Venezuela was going to cut 20 percent of its electricity consumption in a vast consciousness-raising exercise. Instead, electricity consumption is flat year-over-year as small consumers swamp the huge savings imposed on heavy industry.

The breakdown, utility by utility:

Peak demand, jan and feb y-o-y

Source: Centro Nacional de Gestion monthly reports

electricity consumption jan and feb y-o-y

Source: Centro Nacional de Gestión monthly reports

To explain:
Cadafe is the country’s biggest utility, handling 3 million customers, most of them unmetered small businesses and homes in low-income neighborhoods. Their consumption and peak demand rose year-over-year.

Edelca is the utility that handles the biggest users, such as steel mills, aluminum smelters, and municipal water districts. Their consumption and peak demand are down enough to balance out the increased consumption among most other utilities.

EDC is Caracas’s utility. There was a bit of savings there in January. Flat consumption in February. March, which hasn’t been released yet, will very likely show increased consumption year-over-year, as a heat wave caused demand to rise. (Air conditioning is probably the biggest single energy user in Caracas.)

Enelven is the utility for Maracaibo, the second-largest city. They actually have a relatively smart version of rationing there, in which neighborhoods are excepted from rolling blackouts for the week if in the prior week they saved at least 10% of their power. Sadly, some smarts haven’t been enough to save electricity, as electricity use surged year-over-year.

Enelval, which covers the industrial city of Valencia, predictably boosted energy use. Factories subjected to unpredictable blackouts are working longer hours to make up for the interruptions, and homes have their air conditioning and refrigerators turned up so when the lights go out, they can stay fresh for a while.

Short version: the heavy industry cuts saved our butts this year. We’ll see if power-plant construction can do the same next year.

(March numbers should be coming soon; I’ll update at that point.)

Electricity outlook: Still difficult

For the first time in well over a year, water levels are rising at Guri Lake, the source of more than 70 percent of Venezuela’s electricity. At last, we can stop worrying that the power grid will collapse in 2010. If the weather forecasts are right, there will be plenty of water to get us through the year. Looking forward to 2011, things are less cheery.

Traveling last week in Guayana I was impressed with how well understood it is among workers in the metals and electricity industries that 2011 is the crunch year, not 2010. The problem is simple.

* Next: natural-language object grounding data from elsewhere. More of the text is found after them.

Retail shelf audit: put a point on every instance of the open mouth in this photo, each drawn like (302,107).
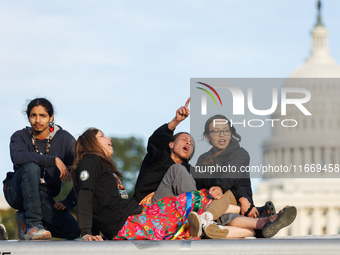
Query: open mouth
(186,149)
(222,141)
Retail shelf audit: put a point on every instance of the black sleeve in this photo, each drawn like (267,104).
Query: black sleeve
(70,201)
(87,172)
(85,211)
(20,154)
(69,156)
(159,141)
(239,159)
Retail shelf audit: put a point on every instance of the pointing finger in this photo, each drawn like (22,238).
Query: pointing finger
(187,102)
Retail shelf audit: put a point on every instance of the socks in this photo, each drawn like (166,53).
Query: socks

The crisis provoked no energy savings in the residential and commercial sectors, according to the monthly reports from CNG, which runs the power grid (and has now deleted the damning monthly reports from its website). The only sector that conserved was industrial, and even there, savings were achieved in only a small number of plants, entirely by slashing output (without layoffs). Reduced activity and shutdowns at a few iron, steel and aluminum plants saved the rest of the country its comfort.*

However, recovering the dam is going to be a long slog. Today’s report showed the reservoir has gained 24 cm since bottoming at 20 percent of its useful volume April 14. We need another 1,300 cm to get to the level we were at Jan. 1 and another 1,300 cm again to fill the reservoir, as it should be around New Year’s. At current electricity consumption and generation levels, that will never happen. Average water consumption from the dam this year — after conservation was imposed and water consumption rationed around New Year’s — has been 4,574 cubic meters a second. Average inflow into the dam in an average year is 4,500 cubic meters a second, Miguel Lara, the former president of the grid regulator (then known as OPSIS), told me in a phone interview. That means that at this year’s average water consumption and with average rains, the water level will be lower a year from now than it is now. With above-average rains, we can gain a few meters, but there are complications that make the situation worse.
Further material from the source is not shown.